US, Italy Address Libya’s Internal, External Challenges

Libya’s new government and its security challenges are the focus for diplomats Monday as they gather in Vienna to discuss the situation in the country which has been grappling to overcome the chaos that followed the 2011 ouster and killing of leader Moammar Gadhafi.

U.S. Secretary of State John Kerry and Italian Foreign Minister Paolo Gentiloni are co-hosting the session aimed at supporting the Government of National Accord that Western powers hope can unite Libya.

The internationally recognized government is facing challenges from rival factions.

The new government is also being challenged by Islamic State-affiliated militants who have established a base in the central city of Sirte and have used that base to launch attacks in neighboring Tunisia.

All of the participants in Monday’s ministerial meeting would likely agree that Islamic State is a “huge problem for Libya and the region,” said a senior State Department official.

“Libya is a keystone for access to the Sahel, the Maghreb, the Near East and the Mediterranean and Europe and to have Daesh have a foothold in Libya is bad for everybody,” said the official in a Friday briefing.

Nagorno-Karabakh

Another focal point for Kerry Monday is a multinational effort to help stabilize Nagorno-Karabakh, an ethnic Armenian enclave within Azerbaijan that was the scene of intense fighting in April.

The two countries accused each other of violating a cease-fire. The flare-up was partly fueled by a worsening economic situation in Azerbaijan because of the fall of oil prices.

The U.S., Russia, and France serve as co-chairs of the OSCE (Organization for Security and Cooperation in Europe) Minsk Group, which has been working to find a peaceful solution to the Nagorno-Karabakh conflict.

Additionally, separate talks will be held with the presidents of Armenia and Azerbaijan.

Ongoing concerns

The talks in Vienna follow Kerry’s visit to Saudi Arabia where he sought that government’s support in strengthening a cessation of hostilities agreement between Syrian government forces and rebels ahead of broader talks on Syria.

Tuesday, the 17-nation International Syria Support Group (ISSG) will convene in Vienna to discuss the stalled political talks, difficulties in maintaining the February cease-fire and the U.N.’s uneven results in delivering humanitarian aid.
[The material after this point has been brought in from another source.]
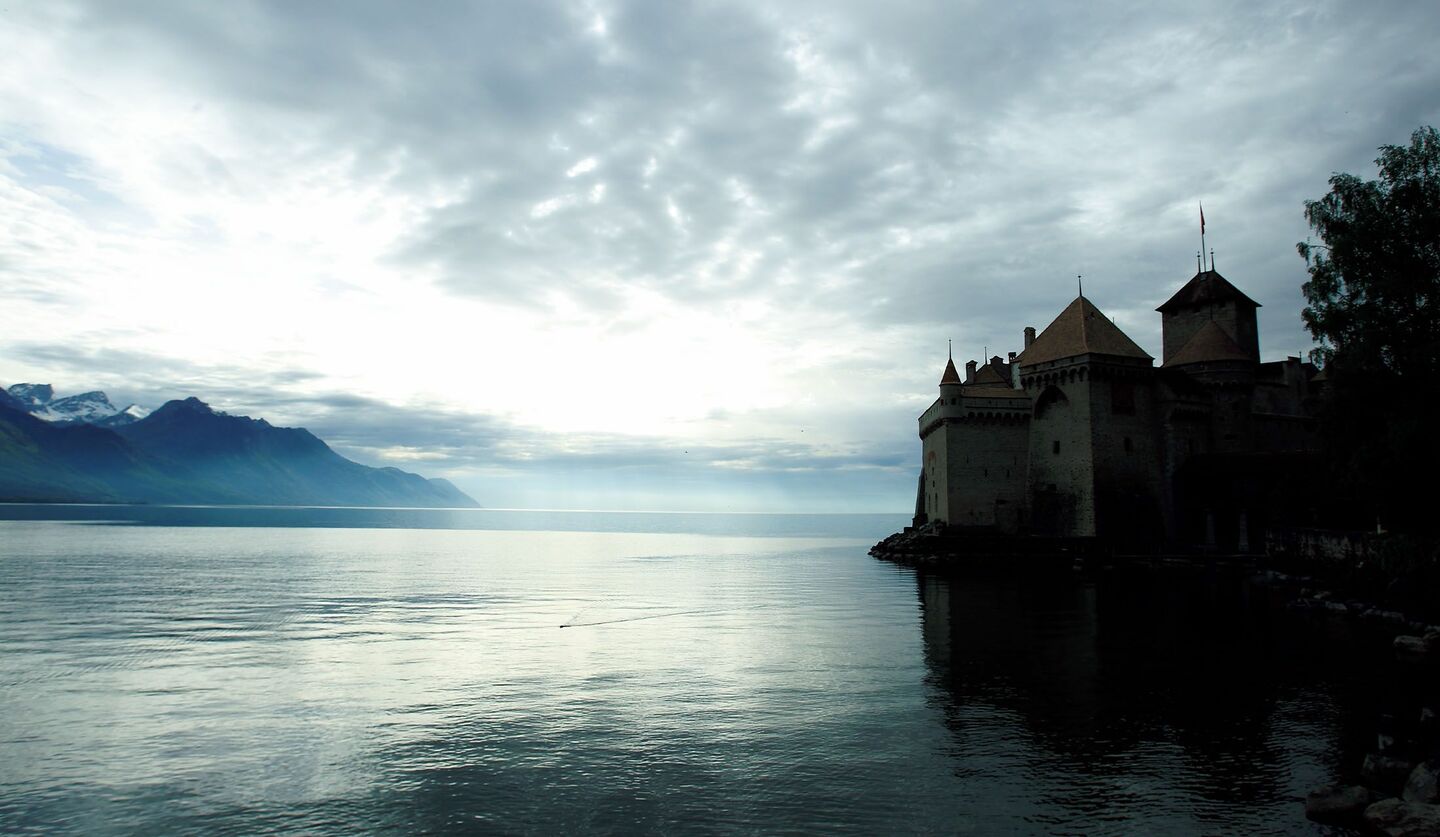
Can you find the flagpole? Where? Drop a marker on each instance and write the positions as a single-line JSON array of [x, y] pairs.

“Not all of the trend lines in Syria are going in the right direction,” said State Department spokesman John Kirby on Friday.

U.N. Syria envoy Staffan de Mistura has indicated he will await the results of the ISSG meeting before setting a date for the next round of proximity talks between the government and the opposition.

In addition to Vienna, Kerry will attend a NATO ministerial meeting in Brussels and then will travel to Burma in a show of U.S. support for the country’s newly elected government.

In the following week, Kerry will join President Barack Obama in Vietnam.